“NAI or NOT?” By Carol Binnion

Here is an article from our latest Child Care Newsletter.


1.      The recent case of Re Effie Stillwell (A Child) (sub nom. Re F (A Child); F v Buckinghamshire CC) (Family Court) Her Honour Judge Venables 26.4.2017 highlights how parents can be believed to have inflicted serious physical injuries on their child when, in fact, there is an underlying rare genetic condition causative of the injuries in the course of normal handling.

2.      E was presented at hospital in August 2016 aged approx. 6 months by parents who reported a collapse. E was unresponsive and had difficulty breating. On examination she was found to have subdural and retinal haemorrhages and encephalopathy—the well-known triad of injuries associated with shaken baby syndrome.

3.      However, there were no external injuries of note and none of the injuries frequently found in children who have been shaken or suffered abusive head trauma, such as:

a.      Bruising to the body;

b.      Rib fractures; or

c.       Focal contusions to the skull.

4.      E was removed to foster care under an Emergency Protection Order and the father was arrested.

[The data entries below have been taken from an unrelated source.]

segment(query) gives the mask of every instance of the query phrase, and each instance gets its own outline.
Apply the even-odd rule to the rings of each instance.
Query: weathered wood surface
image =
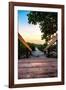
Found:
[[[21,41],[21,43],[23,43],[24,46],[27,47],[27,49],[28,49],[29,51],[32,51],[32,49],[30,48],[30,46],[26,43],[26,41],[23,39],[23,37],[22,37],[19,33],[18,33],[18,38],[19,38],[19,40]]]
[[[57,76],[55,58],[29,58],[18,61],[18,78],[48,78]]]

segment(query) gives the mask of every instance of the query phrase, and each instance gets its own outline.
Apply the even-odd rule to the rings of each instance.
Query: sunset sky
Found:
[[[18,32],[26,42],[44,44],[45,40],[41,40],[42,33],[40,31],[39,24],[29,24],[27,16],[28,13],[29,11],[18,11]]]

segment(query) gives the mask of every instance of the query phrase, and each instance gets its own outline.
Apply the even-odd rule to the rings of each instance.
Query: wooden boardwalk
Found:
[[[18,78],[48,78],[57,77],[57,59],[28,58],[18,61]]]

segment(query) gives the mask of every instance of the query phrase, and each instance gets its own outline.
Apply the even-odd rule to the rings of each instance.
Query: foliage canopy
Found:
[[[42,32],[42,39],[48,41],[50,36],[57,31],[56,12],[30,11],[27,16],[29,24],[39,24],[39,28]]]

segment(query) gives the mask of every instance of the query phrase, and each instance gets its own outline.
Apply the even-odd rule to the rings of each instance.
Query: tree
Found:
[[[30,11],[28,16],[29,24],[39,24],[43,33],[42,39],[49,40],[50,36],[57,31],[57,13],[56,12],[37,12]]]

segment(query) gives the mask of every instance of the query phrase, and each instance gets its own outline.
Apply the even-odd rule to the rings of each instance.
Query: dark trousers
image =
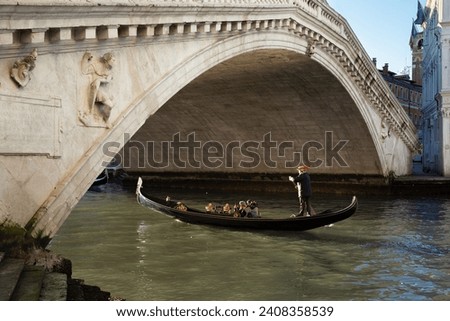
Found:
[[[301,206],[300,206],[300,215],[303,215],[303,213],[305,212],[306,209],[306,213],[308,213],[309,215],[312,215],[312,211],[311,211],[311,203],[309,202],[309,196],[307,197],[302,197],[301,200]]]

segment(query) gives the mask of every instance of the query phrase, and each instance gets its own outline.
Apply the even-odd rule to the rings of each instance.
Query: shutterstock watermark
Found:
[[[124,134],[126,156],[116,155],[123,144],[108,142],[103,153],[120,158],[123,168],[296,168],[300,164],[309,167],[348,167],[341,152],[349,141],[335,142],[332,131],[324,133],[323,142],[311,140],[296,146],[294,141],[277,141],[268,132],[260,140],[233,140],[227,143],[201,141],[195,132],[175,133],[168,141],[136,141]],[[107,166],[107,164],[103,164]]]

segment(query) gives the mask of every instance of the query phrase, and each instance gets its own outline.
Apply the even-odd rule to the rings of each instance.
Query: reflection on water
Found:
[[[218,195],[259,201],[264,216],[297,209],[296,195]],[[176,197],[175,197],[176,198]],[[351,197],[315,195],[317,210]],[[73,277],[127,300],[449,300],[450,200],[360,198],[350,219],[307,232],[251,232],[190,225],[109,187],[88,192],[50,248],[73,262]]]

5.      The parents denied inflicting any injury and they:

a.      Were in a committed relationship;

b.      In previous engagement with medical services had shown that E was a precious baby adored by them;

c.       Had acted entirely appropriately at the time of collapse;

d.      Sought timely medical assistance;

e.      Had worked openly with doctors on E’s admission to hospital;

f.        Worked well with professionals since E’s reception into care;

g.      Had shown maturity and restraint (they were in their 20s); and

h.      Were committed to caring for E.

6.      On further medical investigation and genetic testing it was established that E suffered from Ehlers-Danlos Syndrome Type IV (‘EDS IV’). Patients with this condition have a collagen deficit which results in vascular fragility. The condition is associated with easy damage to tissue and easy bleeding.

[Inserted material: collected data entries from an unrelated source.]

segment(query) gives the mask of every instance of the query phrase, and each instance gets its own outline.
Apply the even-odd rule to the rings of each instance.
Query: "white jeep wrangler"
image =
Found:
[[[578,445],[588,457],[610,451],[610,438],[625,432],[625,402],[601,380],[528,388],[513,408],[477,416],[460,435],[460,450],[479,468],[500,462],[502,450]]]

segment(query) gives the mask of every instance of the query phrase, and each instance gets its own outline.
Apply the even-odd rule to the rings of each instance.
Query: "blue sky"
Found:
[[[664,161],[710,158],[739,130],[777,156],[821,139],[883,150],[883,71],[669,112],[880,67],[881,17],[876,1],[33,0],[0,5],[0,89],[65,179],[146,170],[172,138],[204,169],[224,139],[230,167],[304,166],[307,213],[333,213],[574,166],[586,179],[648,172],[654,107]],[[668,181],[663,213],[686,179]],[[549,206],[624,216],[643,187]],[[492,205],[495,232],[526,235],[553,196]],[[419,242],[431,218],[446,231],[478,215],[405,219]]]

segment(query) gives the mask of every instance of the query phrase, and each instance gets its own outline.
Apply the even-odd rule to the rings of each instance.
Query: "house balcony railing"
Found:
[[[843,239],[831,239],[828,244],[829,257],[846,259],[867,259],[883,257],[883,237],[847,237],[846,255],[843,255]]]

7.      Medical evidence was presented to the court from six medical experts, all of whom were leaders in their field. Their collective evidence was such that EDS IV was the cause of E’s symptoms on admission to hospital.

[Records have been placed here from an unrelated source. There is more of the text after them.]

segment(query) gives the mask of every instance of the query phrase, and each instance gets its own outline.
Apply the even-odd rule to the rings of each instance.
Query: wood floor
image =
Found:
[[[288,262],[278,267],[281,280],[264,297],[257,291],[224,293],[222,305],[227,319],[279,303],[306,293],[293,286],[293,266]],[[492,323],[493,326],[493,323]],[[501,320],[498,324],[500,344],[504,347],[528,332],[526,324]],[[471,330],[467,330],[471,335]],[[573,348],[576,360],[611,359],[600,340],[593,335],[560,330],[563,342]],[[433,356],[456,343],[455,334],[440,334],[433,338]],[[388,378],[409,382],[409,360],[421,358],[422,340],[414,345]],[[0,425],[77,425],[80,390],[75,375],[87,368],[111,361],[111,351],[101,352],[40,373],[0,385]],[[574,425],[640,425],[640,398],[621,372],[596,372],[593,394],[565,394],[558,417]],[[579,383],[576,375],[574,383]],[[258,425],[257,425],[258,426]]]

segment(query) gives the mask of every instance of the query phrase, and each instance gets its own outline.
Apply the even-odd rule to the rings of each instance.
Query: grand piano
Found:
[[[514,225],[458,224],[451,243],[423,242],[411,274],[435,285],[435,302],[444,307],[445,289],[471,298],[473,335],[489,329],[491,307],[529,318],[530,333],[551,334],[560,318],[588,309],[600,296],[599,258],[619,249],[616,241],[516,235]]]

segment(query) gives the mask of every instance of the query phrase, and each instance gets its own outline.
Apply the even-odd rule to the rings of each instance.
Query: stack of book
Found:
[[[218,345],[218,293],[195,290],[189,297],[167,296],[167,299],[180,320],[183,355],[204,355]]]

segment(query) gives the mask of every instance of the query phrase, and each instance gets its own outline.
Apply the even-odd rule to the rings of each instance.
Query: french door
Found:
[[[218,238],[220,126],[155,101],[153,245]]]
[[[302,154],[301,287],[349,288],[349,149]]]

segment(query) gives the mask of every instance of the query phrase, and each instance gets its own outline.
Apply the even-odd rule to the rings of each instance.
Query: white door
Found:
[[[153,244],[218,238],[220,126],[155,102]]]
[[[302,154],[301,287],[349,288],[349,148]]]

8.      Buckinghamshire CC sought permission to withdraw its application for a care order. The court confirmed that the paramountcy principle applied. The paramount consideration was whether the withdrawal of proceedings would promote or conflict with F’s welfare. The court had to consider each case on its facts to see whether there was some ‘solid advantage to the child to be derived from continuing the proceedings’.

9.      Her Honour Judge Venables found that E’s collapse was most likely the consequence of a naturally evolving disease (see in particular paragraphs 154-160 and 169-176 of the judgment). Buckinghamshire CC’s application for withdrawal of the care proceedings was granted.